Im Mainstream-Bereich sind dagegen zwei Prognosen möglich: Eine kleine Variante mit dem gleichen Prinzip wie beim Performance-Chip: Maßvolle Steigerung der Anzahl der Recheneinheiten für ein Performanceplus von in diesem Fall nur ~15 Prozent. Hier spielt dann auch mit hinein, daß bei weiteren Steigerungen der Anzahl der Recheneinheiten oder/und der Taktraten im Mainstream-Bereich das dort bisher seitens AMD angesetzte 128 Bit DDR Speicherinterface limitieren wird. Deswegen ist auch eine zweite Variante denkbar, bei welcher die Anzahl der Recheneinheiten wesentlich deutlicher gesteigert, demzufolge dann aber auch das Speicherinterface auf 192 Bit DDR verbreitet wird. In diesem Fall würde dann die Performance-Prognose auf ~35% Prozent Performanceplus gegenüber der aktuellen Mainstream-Generation von AMD lauten – was sogar den Zweitnutzen hätte, daß innerhalb der Sea-Islands-Generation nicht mehr so eine heftige Lücke zwischen Mainstream- und Performance-Bereich klaffen würde.

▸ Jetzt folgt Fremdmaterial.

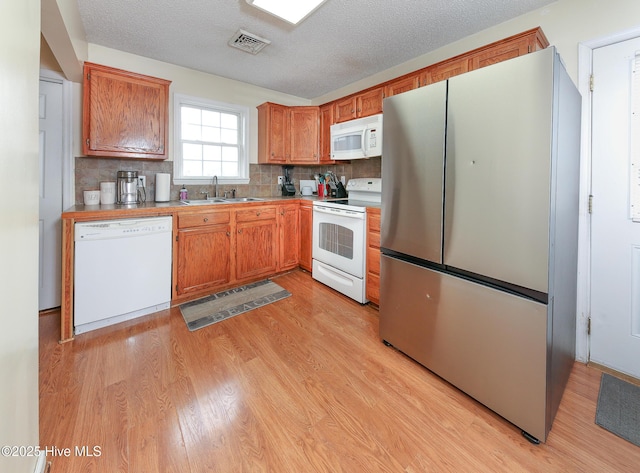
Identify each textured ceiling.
[78,0,551,99]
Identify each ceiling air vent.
[228,30,271,54]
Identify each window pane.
[221,128,238,145]
[221,146,238,162]
[182,105,201,125]
[220,113,238,130]
[182,161,202,177]
[182,123,202,141]
[182,143,202,160]
[222,161,238,176]
[202,146,222,161]
[202,126,220,143]
[202,110,220,128]
[202,161,226,177]
[174,95,249,179]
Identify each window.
[174,94,249,184]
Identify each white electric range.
[312,178,382,304]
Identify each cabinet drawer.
[236,207,276,222]
[178,210,231,228]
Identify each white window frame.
[173,94,249,185]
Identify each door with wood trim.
[589,38,640,378]
[38,80,63,310]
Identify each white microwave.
[331,113,382,160]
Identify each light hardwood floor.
[40,271,640,473]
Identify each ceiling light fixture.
[247,0,326,25]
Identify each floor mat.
[180,279,291,332]
[596,373,640,447]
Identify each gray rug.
[596,373,640,447]
[180,279,291,332]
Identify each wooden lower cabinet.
[298,201,313,272]
[175,211,231,296]
[278,203,300,271]
[235,206,278,281]
[367,208,380,305]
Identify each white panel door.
[590,38,640,378]
[38,80,63,310]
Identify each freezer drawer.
[380,255,550,441]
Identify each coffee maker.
[116,171,140,205]
[282,166,296,195]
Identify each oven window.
[318,222,353,259]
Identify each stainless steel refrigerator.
[380,47,581,441]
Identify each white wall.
[0,0,40,472]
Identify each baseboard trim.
[587,361,640,386]
[33,452,51,473]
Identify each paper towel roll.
[156,172,171,202]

Außerdem würde ein größerer Mainstream-Grafikchip unter Sea Islands es ermöglichen, den Mainstream-Grafikchip von Southern Islands als noch kleinere Mainstream-Lösung nahe des LowCost-Bereichs weiterzuverwenden. Radeon HD 7750 & 7770 sind schließlich eigentlich eher für das untere Mainstream-Segment zu Preisen von 50 bis 70 Euro prädestiniert und werden diese Rolle nach Auslaufen der letzten Reste der Radeon HD 5000/6000 Serien auch sicherlich einnehmen. Ein Mainstream-Refresh mit einem klar kräftigeren Ansatz würde diese Idee begünstigen, könnten sich diese Karten dann auf den derzeitigen Preisbereich von Radeon HD 7750 & 7770 legen und wäre überall der passende Preis- und Performance-Abstand gewahrt. Vorstehende Angaben zu "Sea Islands" müssen natürlich keineswegs so eintreffen – letztlich sind dies alles nur wohlfeile Prognosen noch ohne jeden Wissenansatz, rein basierend auf ein paar vermuteten und ein paar halb offensichtlichen Rahmenparametern. Wieviel hiervon letztlich zugetroffen hat, wird man ab dem Jahreswechsel 2012/2013 sehen, zu welchem die Sea-Islands-Generation von AMD erwartet wird.